In the 3rd quarter of 2015, 355.2 million smartphones, 48.7 million tablets, and 73.7 million PCs were sold throughout the world. An increase of 6.8% with respect to 2014, ONLY for the smartphone market: one out of three of the planet's inhabitants has a smartphone. At the same time, it is becoming the norm for the seasoned user to have several devices (a smartphone and a computer or a tablet). Finally, a consumer spends on average about 3 hours a day (not counting time at work) on his or her various devices.
The digital sector is moving quickly, very quickly, and it is quite natural that these millions of devices should have different characteristics: format, resolution, OS (Windows, Android, iOS, MacOS, Linux), OS version, memory... The fragmentation is so huge that it carries portability risks, meaning the ability of a digital product (website, app, IoT) to adapt to its utilization environment.

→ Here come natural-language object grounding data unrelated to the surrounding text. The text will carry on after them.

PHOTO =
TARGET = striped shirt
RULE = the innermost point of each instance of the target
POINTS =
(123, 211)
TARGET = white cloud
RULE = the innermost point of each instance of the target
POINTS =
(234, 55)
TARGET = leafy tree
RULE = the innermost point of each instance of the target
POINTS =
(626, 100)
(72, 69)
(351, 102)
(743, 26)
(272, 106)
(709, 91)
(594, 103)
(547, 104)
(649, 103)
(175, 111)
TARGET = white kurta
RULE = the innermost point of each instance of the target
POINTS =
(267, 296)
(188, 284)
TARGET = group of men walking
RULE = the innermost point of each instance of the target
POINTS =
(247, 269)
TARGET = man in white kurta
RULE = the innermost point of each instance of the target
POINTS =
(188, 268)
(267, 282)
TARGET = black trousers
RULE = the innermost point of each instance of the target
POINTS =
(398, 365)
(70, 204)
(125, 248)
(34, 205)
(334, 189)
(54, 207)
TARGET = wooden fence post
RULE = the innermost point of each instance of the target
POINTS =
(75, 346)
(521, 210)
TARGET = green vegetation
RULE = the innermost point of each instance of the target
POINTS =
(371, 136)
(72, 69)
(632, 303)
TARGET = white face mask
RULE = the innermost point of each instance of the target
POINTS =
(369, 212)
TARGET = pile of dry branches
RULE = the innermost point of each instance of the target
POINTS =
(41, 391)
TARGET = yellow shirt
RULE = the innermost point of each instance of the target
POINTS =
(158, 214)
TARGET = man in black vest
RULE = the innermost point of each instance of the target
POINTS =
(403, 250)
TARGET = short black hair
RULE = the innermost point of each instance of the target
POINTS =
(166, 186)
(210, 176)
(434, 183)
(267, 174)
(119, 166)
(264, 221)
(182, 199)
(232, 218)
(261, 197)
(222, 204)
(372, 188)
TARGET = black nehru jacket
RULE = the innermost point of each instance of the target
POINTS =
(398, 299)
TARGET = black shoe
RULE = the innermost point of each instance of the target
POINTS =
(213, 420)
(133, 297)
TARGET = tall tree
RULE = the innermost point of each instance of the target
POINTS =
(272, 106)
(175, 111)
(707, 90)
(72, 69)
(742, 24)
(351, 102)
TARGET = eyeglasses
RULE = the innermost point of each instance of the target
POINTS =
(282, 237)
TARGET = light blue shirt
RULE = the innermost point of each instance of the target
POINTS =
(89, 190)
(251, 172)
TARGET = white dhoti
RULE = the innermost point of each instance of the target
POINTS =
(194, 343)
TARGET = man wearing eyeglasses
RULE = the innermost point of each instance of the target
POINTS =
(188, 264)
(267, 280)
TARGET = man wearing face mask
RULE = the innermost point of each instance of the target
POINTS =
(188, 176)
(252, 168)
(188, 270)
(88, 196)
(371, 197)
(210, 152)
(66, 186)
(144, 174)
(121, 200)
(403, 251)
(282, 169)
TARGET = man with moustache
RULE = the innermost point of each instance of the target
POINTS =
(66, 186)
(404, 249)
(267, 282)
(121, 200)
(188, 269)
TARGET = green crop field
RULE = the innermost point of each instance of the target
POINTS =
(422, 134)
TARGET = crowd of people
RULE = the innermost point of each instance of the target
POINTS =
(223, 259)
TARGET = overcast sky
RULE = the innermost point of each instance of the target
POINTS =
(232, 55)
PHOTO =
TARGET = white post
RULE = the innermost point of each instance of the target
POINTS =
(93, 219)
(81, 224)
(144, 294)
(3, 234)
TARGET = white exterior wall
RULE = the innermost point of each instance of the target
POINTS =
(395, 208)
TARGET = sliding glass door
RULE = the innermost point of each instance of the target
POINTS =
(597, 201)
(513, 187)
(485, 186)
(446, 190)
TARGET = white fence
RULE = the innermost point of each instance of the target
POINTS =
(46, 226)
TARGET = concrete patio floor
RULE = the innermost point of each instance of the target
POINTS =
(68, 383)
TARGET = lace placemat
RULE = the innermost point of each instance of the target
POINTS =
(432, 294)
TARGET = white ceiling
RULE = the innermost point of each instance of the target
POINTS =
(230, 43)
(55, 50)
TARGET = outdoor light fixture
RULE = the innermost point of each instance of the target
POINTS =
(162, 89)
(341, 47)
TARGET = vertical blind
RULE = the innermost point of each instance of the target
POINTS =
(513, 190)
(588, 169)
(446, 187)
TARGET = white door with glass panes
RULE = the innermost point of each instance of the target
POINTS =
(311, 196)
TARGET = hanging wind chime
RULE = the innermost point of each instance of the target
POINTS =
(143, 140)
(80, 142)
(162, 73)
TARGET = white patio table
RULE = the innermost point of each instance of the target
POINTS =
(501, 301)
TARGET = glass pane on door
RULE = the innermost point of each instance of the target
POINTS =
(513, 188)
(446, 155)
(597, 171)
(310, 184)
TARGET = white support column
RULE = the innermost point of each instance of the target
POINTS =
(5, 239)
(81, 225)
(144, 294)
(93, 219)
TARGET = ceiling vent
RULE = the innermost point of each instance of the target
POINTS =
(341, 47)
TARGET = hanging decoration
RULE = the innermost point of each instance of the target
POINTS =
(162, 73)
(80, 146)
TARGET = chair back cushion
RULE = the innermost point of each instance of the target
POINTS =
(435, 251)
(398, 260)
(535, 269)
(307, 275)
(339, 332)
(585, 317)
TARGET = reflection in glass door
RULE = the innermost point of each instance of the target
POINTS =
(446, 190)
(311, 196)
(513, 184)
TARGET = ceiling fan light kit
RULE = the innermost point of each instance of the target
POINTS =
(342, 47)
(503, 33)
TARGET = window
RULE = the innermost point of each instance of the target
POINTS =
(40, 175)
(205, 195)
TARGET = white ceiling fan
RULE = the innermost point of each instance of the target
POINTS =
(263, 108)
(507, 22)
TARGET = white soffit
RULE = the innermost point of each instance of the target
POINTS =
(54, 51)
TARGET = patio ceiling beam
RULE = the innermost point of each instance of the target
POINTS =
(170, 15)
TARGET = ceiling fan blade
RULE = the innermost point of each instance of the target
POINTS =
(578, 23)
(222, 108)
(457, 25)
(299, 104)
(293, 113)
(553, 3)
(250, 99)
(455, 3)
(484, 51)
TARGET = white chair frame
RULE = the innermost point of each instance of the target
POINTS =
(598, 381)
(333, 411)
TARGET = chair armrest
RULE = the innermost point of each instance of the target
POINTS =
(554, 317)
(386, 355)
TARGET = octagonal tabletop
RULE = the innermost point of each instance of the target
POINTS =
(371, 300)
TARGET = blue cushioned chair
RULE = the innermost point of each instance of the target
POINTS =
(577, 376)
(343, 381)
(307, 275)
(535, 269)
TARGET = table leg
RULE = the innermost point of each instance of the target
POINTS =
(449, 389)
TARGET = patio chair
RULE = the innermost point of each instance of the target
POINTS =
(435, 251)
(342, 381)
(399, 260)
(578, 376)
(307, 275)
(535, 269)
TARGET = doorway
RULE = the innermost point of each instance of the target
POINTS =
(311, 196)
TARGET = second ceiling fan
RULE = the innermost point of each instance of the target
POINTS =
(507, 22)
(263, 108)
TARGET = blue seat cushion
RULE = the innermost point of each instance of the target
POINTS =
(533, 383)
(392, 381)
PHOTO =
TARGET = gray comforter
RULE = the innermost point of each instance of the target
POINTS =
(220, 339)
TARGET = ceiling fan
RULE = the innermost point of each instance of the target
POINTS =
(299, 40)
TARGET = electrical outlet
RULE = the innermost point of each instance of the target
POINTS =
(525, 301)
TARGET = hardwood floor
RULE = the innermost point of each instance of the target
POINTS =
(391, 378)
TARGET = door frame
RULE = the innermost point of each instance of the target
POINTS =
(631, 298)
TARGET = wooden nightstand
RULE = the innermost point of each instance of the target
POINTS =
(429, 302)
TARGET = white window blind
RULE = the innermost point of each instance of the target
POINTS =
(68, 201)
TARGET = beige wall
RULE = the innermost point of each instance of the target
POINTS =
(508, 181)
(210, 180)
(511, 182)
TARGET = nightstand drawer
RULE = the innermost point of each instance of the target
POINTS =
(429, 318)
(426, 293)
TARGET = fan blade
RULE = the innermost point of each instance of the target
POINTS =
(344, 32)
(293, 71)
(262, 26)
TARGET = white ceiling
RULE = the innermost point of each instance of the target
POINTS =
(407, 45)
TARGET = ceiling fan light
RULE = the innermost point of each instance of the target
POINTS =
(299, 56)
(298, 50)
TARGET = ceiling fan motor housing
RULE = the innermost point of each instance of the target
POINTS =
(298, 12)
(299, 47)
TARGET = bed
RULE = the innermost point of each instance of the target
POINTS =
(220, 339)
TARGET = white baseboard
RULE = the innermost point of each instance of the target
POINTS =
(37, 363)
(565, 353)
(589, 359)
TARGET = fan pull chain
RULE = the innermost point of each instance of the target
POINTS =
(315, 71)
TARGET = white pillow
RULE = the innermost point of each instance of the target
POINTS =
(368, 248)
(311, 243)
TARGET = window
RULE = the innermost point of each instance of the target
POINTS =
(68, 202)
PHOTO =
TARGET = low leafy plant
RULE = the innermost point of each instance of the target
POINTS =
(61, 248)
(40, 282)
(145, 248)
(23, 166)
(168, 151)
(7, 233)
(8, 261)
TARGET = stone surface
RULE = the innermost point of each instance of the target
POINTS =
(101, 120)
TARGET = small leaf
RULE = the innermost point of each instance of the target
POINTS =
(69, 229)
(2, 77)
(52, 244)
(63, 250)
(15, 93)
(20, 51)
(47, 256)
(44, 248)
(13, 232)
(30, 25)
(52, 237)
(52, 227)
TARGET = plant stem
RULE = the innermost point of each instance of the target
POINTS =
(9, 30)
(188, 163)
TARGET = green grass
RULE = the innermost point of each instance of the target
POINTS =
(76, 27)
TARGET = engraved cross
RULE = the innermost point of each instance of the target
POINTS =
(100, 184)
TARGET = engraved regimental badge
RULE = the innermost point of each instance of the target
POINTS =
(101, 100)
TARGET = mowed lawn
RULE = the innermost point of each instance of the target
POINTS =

Thus, this abysmal market fragmentation will create for the user risks associated with display, performance, connection, content (text, images, video) that does not display correctly for the specific properties of each device. Why? Because a site was not necessarily conceived or designed to be displayed on so many devices. All these risks need to be controlled by companies in a proactive manner because the challenge is to offer users a digital solution (application, website) that is compatible with as wide a range of terminals as possible.

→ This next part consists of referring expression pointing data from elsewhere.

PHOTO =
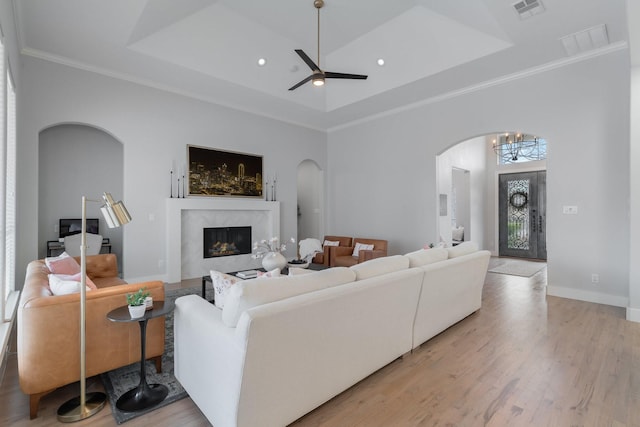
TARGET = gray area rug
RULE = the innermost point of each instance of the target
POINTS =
(515, 267)
(121, 380)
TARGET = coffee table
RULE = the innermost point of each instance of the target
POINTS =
(144, 395)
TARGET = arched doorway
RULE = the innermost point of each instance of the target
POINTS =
(310, 200)
(77, 160)
(484, 161)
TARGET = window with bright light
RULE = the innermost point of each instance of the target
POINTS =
(519, 148)
(7, 183)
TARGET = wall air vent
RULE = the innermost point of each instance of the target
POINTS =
(527, 8)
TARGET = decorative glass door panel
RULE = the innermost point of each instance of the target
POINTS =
(522, 215)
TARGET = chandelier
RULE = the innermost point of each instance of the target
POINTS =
(509, 146)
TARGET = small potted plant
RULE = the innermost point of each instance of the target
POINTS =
(136, 302)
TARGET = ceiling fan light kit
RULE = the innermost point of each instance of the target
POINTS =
(318, 76)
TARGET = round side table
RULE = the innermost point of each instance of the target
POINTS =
(144, 395)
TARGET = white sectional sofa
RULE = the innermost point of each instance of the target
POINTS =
(283, 346)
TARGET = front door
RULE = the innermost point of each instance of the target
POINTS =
(522, 215)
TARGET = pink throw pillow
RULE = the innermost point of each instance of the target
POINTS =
(63, 264)
(63, 284)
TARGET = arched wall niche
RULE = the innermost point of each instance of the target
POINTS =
(75, 160)
(310, 207)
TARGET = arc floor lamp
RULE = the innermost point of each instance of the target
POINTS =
(86, 405)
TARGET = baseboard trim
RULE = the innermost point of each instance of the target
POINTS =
(633, 314)
(588, 296)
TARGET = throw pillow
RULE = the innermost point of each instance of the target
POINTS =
(457, 234)
(295, 271)
(251, 293)
(380, 266)
(462, 249)
(426, 256)
(64, 284)
(273, 273)
(221, 284)
(62, 264)
(361, 247)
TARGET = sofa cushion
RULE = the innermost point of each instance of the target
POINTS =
(379, 266)
(62, 264)
(296, 271)
(462, 249)
(426, 256)
(251, 293)
(63, 284)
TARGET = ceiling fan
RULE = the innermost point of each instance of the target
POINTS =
(317, 77)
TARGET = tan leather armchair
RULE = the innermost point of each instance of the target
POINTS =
(49, 329)
(324, 257)
(343, 256)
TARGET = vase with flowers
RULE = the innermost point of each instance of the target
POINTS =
(271, 253)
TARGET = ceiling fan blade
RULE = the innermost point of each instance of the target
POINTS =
(331, 75)
(297, 85)
(307, 60)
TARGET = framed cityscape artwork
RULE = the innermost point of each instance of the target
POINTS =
(223, 173)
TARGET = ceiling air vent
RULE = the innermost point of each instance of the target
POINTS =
(527, 8)
(585, 40)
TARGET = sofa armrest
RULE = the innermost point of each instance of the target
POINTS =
(201, 340)
(365, 255)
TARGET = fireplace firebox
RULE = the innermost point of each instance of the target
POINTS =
(226, 241)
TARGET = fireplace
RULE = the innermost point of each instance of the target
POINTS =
(226, 241)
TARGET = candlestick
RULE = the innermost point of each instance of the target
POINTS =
(171, 183)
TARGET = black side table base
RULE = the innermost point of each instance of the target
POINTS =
(141, 398)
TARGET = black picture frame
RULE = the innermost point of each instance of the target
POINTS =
(221, 173)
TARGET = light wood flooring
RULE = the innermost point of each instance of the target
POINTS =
(524, 359)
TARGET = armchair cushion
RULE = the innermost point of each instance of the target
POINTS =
(341, 256)
(361, 246)
(63, 284)
(62, 264)
(325, 256)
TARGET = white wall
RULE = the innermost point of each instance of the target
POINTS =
(382, 178)
(154, 128)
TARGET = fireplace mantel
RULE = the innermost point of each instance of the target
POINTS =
(176, 207)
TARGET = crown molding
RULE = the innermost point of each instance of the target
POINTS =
(63, 60)
(550, 66)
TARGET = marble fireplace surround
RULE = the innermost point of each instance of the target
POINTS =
(186, 217)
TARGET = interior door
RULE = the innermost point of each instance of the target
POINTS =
(522, 215)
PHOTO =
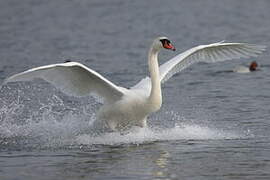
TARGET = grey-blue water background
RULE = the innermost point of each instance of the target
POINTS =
(213, 124)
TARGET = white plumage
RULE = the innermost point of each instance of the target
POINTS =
(123, 107)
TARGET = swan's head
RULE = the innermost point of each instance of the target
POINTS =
(253, 66)
(163, 42)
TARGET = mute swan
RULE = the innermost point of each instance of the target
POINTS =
(124, 108)
(243, 69)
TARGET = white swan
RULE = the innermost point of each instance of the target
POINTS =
(123, 107)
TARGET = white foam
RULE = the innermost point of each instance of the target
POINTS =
(145, 135)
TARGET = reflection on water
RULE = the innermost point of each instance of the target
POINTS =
(213, 124)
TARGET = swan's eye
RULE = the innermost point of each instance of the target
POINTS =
(165, 41)
(167, 44)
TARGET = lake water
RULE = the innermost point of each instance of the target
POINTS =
(214, 124)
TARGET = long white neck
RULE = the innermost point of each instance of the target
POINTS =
(155, 98)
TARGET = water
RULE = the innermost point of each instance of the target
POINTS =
(213, 124)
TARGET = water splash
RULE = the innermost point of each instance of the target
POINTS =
(55, 122)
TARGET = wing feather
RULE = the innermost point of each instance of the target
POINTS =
(73, 79)
(204, 53)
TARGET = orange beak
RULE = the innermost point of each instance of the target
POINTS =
(169, 46)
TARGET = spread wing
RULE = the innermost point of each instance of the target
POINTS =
(73, 79)
(204, 53)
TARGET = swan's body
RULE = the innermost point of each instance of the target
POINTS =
(244, 69)
(123, 107)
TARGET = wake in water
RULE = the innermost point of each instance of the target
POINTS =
(54, 123)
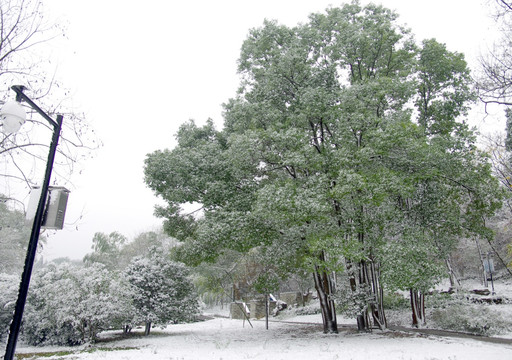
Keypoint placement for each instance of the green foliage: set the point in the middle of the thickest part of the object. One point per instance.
(344, 144)
(106, 249)
(161, 290)
(70, 305)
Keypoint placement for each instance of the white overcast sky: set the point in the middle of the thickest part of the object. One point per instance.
(139, 69)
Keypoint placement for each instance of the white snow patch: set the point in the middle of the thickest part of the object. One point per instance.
(228, 339)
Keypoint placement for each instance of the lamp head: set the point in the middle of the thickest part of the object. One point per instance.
(13, 116)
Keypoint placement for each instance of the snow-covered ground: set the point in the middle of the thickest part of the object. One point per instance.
(227, 339)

Multi-device testing is a preventive measure which helps protect against risks associated with fragmentation. It is an essential process that assures optimum digital product utilization whatever the device used.

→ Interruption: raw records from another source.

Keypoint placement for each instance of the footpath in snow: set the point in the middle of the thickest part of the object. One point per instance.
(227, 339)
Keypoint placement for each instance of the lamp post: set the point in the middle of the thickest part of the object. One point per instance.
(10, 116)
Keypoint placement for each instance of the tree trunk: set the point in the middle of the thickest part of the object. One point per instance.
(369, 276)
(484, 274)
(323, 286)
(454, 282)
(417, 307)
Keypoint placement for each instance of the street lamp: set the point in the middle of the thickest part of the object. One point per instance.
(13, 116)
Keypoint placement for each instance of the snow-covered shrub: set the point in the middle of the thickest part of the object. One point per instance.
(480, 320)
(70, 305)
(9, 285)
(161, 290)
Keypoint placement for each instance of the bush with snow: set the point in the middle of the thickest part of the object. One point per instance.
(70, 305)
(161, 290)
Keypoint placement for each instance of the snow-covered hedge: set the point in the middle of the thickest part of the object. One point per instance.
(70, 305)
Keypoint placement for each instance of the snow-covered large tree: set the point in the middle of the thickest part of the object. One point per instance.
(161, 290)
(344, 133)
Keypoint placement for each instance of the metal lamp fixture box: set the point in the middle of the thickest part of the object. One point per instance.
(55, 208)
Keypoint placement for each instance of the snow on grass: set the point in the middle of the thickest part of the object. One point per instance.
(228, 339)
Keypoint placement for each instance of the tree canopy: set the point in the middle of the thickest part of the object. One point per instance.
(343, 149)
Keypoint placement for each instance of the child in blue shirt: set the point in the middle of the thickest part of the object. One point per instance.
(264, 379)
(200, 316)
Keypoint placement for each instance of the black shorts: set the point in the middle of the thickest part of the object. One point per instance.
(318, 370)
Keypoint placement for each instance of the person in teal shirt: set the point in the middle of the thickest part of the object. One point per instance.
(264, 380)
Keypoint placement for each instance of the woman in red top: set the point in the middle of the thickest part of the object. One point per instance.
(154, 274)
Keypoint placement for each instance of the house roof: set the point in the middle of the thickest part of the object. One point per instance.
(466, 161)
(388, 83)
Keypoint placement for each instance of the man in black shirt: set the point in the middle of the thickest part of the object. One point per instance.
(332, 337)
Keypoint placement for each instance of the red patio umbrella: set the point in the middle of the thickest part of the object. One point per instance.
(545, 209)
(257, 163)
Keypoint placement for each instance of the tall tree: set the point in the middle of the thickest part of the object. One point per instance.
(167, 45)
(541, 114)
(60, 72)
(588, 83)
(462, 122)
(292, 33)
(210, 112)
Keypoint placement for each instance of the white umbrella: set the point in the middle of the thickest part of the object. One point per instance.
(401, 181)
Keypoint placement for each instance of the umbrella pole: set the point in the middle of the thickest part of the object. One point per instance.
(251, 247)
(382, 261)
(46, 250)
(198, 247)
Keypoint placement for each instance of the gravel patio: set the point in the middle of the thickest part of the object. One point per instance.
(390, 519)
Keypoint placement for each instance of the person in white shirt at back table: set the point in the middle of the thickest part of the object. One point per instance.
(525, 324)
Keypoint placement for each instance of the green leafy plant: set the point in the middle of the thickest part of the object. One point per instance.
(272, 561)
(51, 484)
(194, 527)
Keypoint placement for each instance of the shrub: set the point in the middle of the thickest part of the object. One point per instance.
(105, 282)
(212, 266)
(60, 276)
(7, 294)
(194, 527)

"Simply" by testing a digital product on the maximum number of representative device configurations (smartphone + OS version) utilized by the target users. On average, it is recommended to test a digital product on a sampling of 25 device configurations to cover 90% of the fragmentation risk. Specifically, a professional tester follows scripted paths through the various stages of testing and reproduces these stages on all the identified devices. Thus, by cataloging the anomalies encountered on each device, testers enable development teams to make the necessary adjustments and thereby finally to assure that every user has a comparable experience.